Jesse

Posted on May 27 • Edited on May 29

How I Cut My LLM API Costs by 90%: A Battle-Tested Token Optimization Guide

Last Updated: May 2026

Audience: Backend engineers, ML engineers, and product developers building LLM-powered applications

Introduction

If you're building production LLM applications, you've probably watched your token costs spiral out of control faster than expected. A moderately successful chatbot can easily burn through $10,000/month, and a high-traffic API integration can hit six figures.

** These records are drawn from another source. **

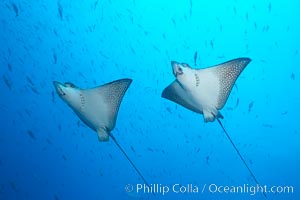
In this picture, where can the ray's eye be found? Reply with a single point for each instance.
(180, 71)
(68, 84)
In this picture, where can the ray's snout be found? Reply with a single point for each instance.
(59, 88)
(176, 68)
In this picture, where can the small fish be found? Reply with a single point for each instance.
(169, 110)
(54, 58)
(31, 135)
(7, 82)
(293, 76)
(174, 22)
(207, 160)
(60, 11)
(52, 97)
(149, 149)
(191, 8)
(15, 8)
(64, 157)
(212, 44)
(13, 186)
(237, 103)
(195, 58)
(270, 7)
(250, 106)
(29, 80)
(9, 66)
(56, 197)
(268, 125)
(132, 149)
(34, 90)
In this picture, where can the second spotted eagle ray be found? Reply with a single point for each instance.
(97, 107)
(206, 91)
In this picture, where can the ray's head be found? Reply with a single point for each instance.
(67, 91)
(181, 70)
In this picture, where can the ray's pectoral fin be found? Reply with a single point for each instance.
(101, 106)
(174, 92)
(113, 94)
(227, 73)
(103, 135)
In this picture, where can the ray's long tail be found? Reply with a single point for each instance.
(241, 157)
(125, 154)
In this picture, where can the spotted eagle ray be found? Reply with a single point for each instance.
(206, 91)
(97, 107)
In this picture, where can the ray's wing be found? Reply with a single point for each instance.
(174, 92)
(226, 74)
(102, 103)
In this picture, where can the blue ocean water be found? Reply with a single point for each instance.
(46, 152)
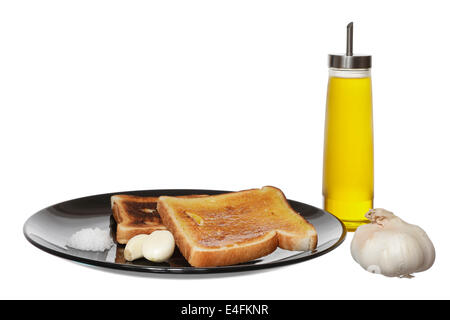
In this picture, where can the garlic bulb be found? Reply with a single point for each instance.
(390, 246)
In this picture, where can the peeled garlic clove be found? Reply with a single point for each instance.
(390, 246)
(133, 249)
(159, 246)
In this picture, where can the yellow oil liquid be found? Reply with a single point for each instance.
(348, 150)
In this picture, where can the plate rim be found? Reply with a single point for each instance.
(179, 270)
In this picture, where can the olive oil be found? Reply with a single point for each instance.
(348, 147)
(348, 151)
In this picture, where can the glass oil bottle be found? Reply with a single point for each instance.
(348, 172)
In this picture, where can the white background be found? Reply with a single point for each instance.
(106, 96)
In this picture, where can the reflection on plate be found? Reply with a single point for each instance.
(50, 228)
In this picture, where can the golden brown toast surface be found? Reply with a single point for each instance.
(235, 227)
(136, 215)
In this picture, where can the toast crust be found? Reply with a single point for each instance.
(235, 227)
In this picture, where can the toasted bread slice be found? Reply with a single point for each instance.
(235, 227)
(136, 215)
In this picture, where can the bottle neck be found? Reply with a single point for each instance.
(349, 73)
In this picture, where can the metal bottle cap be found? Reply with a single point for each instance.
(349, 61)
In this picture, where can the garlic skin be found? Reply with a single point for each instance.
(390, 246)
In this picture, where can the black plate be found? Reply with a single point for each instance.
(50, 228)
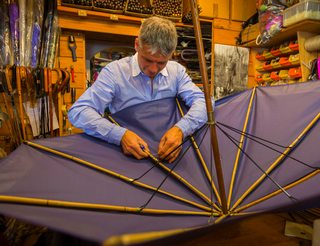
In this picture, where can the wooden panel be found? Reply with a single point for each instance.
(232, 10)
(226, 24)
(64, 45)
(242, 10)
(227, 37)
(305, 56)
(79, 65)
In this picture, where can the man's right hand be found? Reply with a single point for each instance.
(131, 145)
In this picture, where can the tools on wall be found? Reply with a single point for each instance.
(32, 99)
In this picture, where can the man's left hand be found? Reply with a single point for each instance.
(170, 141)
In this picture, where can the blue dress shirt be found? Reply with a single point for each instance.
(121, 84)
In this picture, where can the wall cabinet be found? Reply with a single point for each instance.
(300, 32)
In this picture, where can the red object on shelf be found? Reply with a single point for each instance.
(275, 75)
(284, 61)
(267, 65)
(294, 45)
(259, 78)
(260, 57)
(295, 72)
(275, 51)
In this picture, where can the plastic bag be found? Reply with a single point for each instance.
(271, 21)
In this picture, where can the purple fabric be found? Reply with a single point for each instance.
(279, 114)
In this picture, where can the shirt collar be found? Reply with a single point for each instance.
(136, 69)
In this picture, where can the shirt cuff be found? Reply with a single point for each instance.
(116, 135)
(184, 126)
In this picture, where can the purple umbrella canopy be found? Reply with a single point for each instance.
(268, 140)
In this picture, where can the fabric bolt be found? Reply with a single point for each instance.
(278, 114)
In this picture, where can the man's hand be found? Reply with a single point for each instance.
(131, 145)
(170, 140)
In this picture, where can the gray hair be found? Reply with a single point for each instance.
(160, 34)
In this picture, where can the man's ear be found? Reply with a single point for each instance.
(136, 44)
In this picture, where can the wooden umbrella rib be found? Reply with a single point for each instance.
(95, 206)
(117, 175)
(236, 162)
(278, 160)
(157, 162)
(200, 156)
(277, 192)
(209, 107)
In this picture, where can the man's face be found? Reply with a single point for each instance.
(150, 64)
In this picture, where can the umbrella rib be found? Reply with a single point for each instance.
(254, 138)
(157, 162)
(200, 156)
(116, 175)
(270, 195)
(237, 160)
(95, 206)
(256, 164)
(278, 160)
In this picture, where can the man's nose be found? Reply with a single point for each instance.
(153, 68)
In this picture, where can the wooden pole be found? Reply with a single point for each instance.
(211, 121)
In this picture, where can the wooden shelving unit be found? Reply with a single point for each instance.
(311, 26)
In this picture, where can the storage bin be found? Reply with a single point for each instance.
(139, 8)
(284, 74)
(110, 6)
(294, 59)
(275, 76)
(78, 4)
(306, 10)
(295, 73)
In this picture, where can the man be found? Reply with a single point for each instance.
(146, 76)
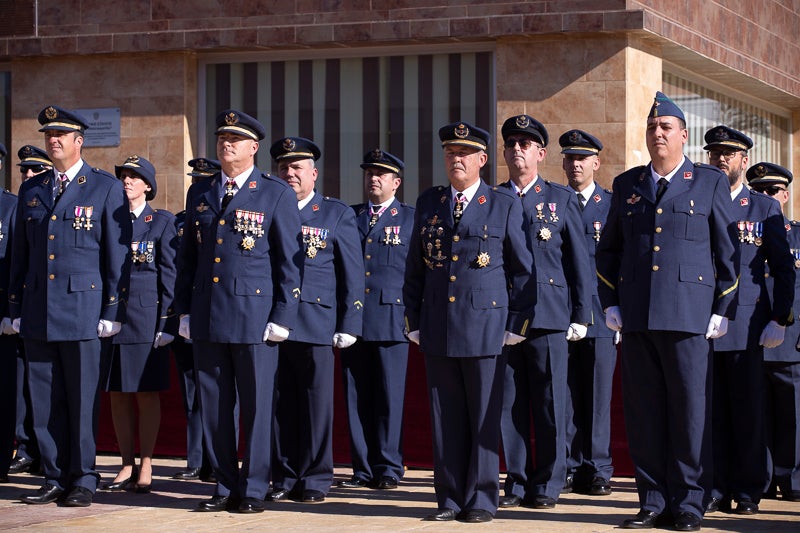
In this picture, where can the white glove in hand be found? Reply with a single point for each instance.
(510, 339)
(772, 336)
(614, 318)
(343, 340)
(717, 327)
(275, 333)
(576, 332)
(107, 328)
(5, 327)
(183, 327)
(162, 339)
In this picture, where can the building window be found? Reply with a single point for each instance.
(351, 105)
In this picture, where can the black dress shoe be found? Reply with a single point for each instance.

This guide covers battle-tested strategies for reducing token consumption without sacrificing output quality. These techniques are based on industry best practices and can be applied to any LLM provider.

What you'll learn:

How to reduce input tokens by 60-90% with prompt caching
When to use batch processing for 50% cost savings
How to choose the right model for each task
Architecture patterns that scale token efficiency

1. Understanding the Cost Structure

Before optimizing, you need to understand where your money goes.

Current Pricing (May 2026)

International Providers:

Provider	Model	Input (per MTok)	Output (per MTok)	Context Window
Anthropic	Claude Opus 4.7	$5.00	$25.00	1M tokens
Anthropic	Claude Sonnet 4.6	$3.00	$15.00	1M tokens
Anthropic	Claude Haiku 4.5	$1.00	$5.00	200K tokens
OpenAI	GPT-4o	$2.50	$10.00	128K tokens
OpenAI	GPT-4o-mini	$0.15	$0.60	128K tokens
Google	Gemini 1.5 Pro	$3.50	$10.50	2M tokens

Chinese Providers:

Provider	Model	Input (per MTok)	Output (per MTok)	Context Window
DeepSeek	DeepSeek V4 Pro	$0.14	$0.28	128K tokens
DeepSeek	DeepSeek V4 Flash	$0.07	$0.14	128K tokens
Zhipu AI	GLM 5.1	$0.14	$0.28	128K tokens
Zhipu AI	GLM 5V Turbo	$0.14	$0.28	128K tokens

Key insight: Output tokens are typically 3-5x more expensive than input tokens. Optimizing output length often has the highest ROI.

Cost Formula

Total Cost = (Input Tokens × Input Price) + (Output Tokens × Output Price)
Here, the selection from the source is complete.